Daniel Kilkelly from Digital Spy said the storyline was the serial's "craziest and most convoluted storyline in its history." He stated, "Many fans have been gripped by the various shocks and surprises along the way, but it's fair to say that others are just plain confused." Kilkelly condensed the storyline into a "bizarre world of cash cons, faked DNA tests, doppelgangers, unstable nannies and mystery men." Although expressing his praise for Andrea's storyline, he also said, "With a new identity, mystery men and lookalikes all in the mix, it’s fair to say that many viewers are getting confused."

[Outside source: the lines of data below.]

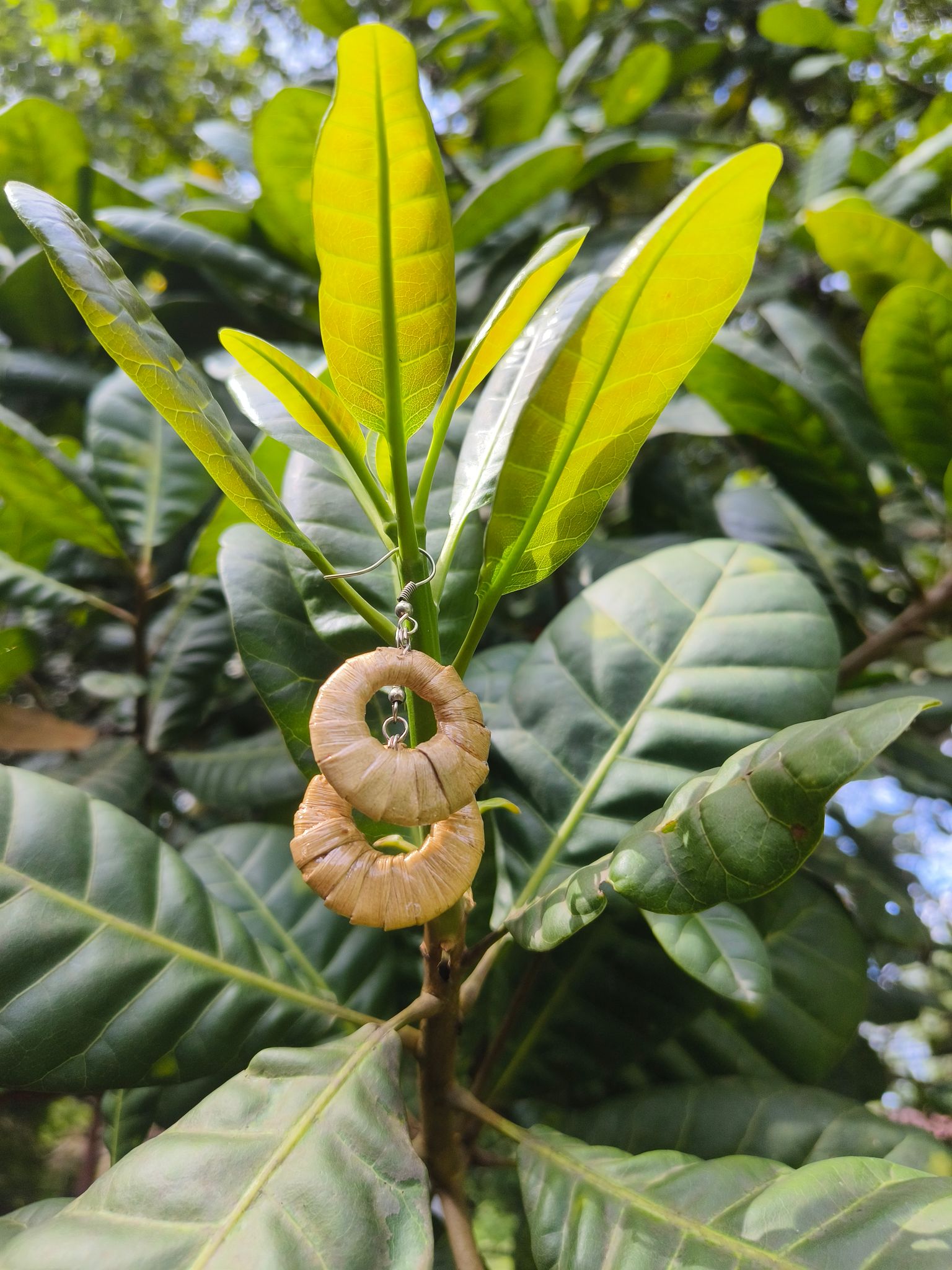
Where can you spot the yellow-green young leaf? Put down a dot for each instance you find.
(523, 179)
(792, 23)
(651, 316)
(130, 333)
(384, 238)
(640, 81)
(46, 489)
(283, 138)
(310, 403)
(512, 311)
(332, 17)
(271, 458)
(876, 252)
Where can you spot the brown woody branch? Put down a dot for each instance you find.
(912, 620)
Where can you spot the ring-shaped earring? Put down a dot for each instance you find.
(375, 889)
(398, 785)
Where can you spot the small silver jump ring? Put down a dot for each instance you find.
(392, 742)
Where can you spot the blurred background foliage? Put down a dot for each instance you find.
(818, 424)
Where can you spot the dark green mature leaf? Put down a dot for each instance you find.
(763, 397)
(908, 371)
(24, 1219)
(127, 329)
(127, 1118)
(249, 868)
(27, 370)
(191, 643)
(735, 833)
(25, 587)
(833, 374)
(283, 136)
(828, 166)
(151, 479)
(33, 308)
(518, 182)
(597, 1208)
(255, 771)
(810, 1016)
(46, 487)
(719, 948)
(304, 1160)
(113, 770)
(794, 1124)
(120, 968)
(41, 143)
(752, 510)
(284, 658)
(654, 672)
(172, 239)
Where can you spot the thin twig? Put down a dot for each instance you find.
(509, 1019)
(475, 951)
(471, 990)
(462, 1242)
(912, 619)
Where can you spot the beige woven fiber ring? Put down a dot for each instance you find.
(402, 786)
(376, 889)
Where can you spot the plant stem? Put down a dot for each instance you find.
(912, 619)
(140, 646)
(375, 620)
(443, 943)
(465, 1101)
(462, 1244)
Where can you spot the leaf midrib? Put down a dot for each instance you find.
(594, 783)
(513, 556)
(218, 966)
(289, 1141)
(291, 946)
(633, 1199)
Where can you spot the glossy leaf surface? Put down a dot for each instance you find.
(127, 329)
(120, 968)
(731, 1116)
(254, 771)
(908, 373)
(45, 487)
(249, 868)
(232, 1179)
(384, 239)
(284, 658)
(764, 398)
(152, 482)
(597, 1208)
(656, 671)
(309, 402)
(610, 379)
(720, 948)
(735, 833)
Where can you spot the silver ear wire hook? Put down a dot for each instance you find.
(408, 590)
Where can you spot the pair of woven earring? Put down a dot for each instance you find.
(432, 784)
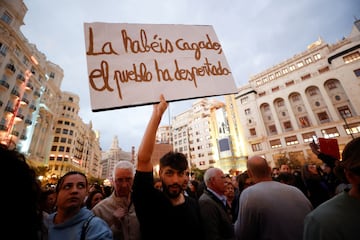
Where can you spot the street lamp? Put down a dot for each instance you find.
(11, 124)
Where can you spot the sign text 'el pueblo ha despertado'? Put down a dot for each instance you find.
(132, 64)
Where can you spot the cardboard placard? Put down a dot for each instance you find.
(132, 64)
(329, 146)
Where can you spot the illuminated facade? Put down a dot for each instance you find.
(314, 93)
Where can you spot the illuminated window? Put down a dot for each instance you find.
(252, 131)
(292, 140)
(351, 57)
(275, 143)
(330, 132)
(317, 56)
(308, 60)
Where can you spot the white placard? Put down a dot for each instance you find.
(132, 64)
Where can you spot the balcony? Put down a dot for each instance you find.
(10, 68)
(15, 93)
(29, 86)
(15, 133)
(25, 100)
(20, 77)
(9, 109)
(3, 127)
(4, 84)
(28, 121)
(37, 93)
(20, 116)
(32, 107)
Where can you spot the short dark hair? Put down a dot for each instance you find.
(175, 160)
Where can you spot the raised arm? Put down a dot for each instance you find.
(147, 144)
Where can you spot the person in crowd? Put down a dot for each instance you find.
(328, 174)
(339, 217)
(269, 209)
(107, 190)
(24, 213)
(317, 189)
(275, 173)
(72, 220)
(215, 212)
(47, 201)
(291, 177)
(230, 195)
(166, 214)
(244, 181)
(94, 197)
(193, 189)
(158, 184)
(118, 210)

McMullan said that West's scenes as Andrea, "help us unravel one of soap's longest-running mysteries." Denby stated "Madeleine West and Ryan Moloney carried the story beautifully as their characters reminisced and reconnected." She also declared that Andrea's storyline could have been a "disaster", but instead was a "triumph." Denby claimed the initial "good versus bad twin" scenario, along with Andrea's birth, sounded like "the most bonkers soap plot" at first. Of Andrea pushing Dee of a cliff, Denby said, "What we had never seen before was one actress performing a showdown with herself – and keeping us on the edge of our seats!" Summarising the storyline, Denby declared, "Neighbours delivered their riskiest plot yet – and it was a total triumph." Andrea was placed at number fourteen on the Huffpost's "35 greatest Neighbours characters of all time" feature. Journalist Adam Beresford was a fan of Andrea's stories stating "this insanely OTT saga had it all and more. One of the most genuinely brilliant storylines of any soap, period."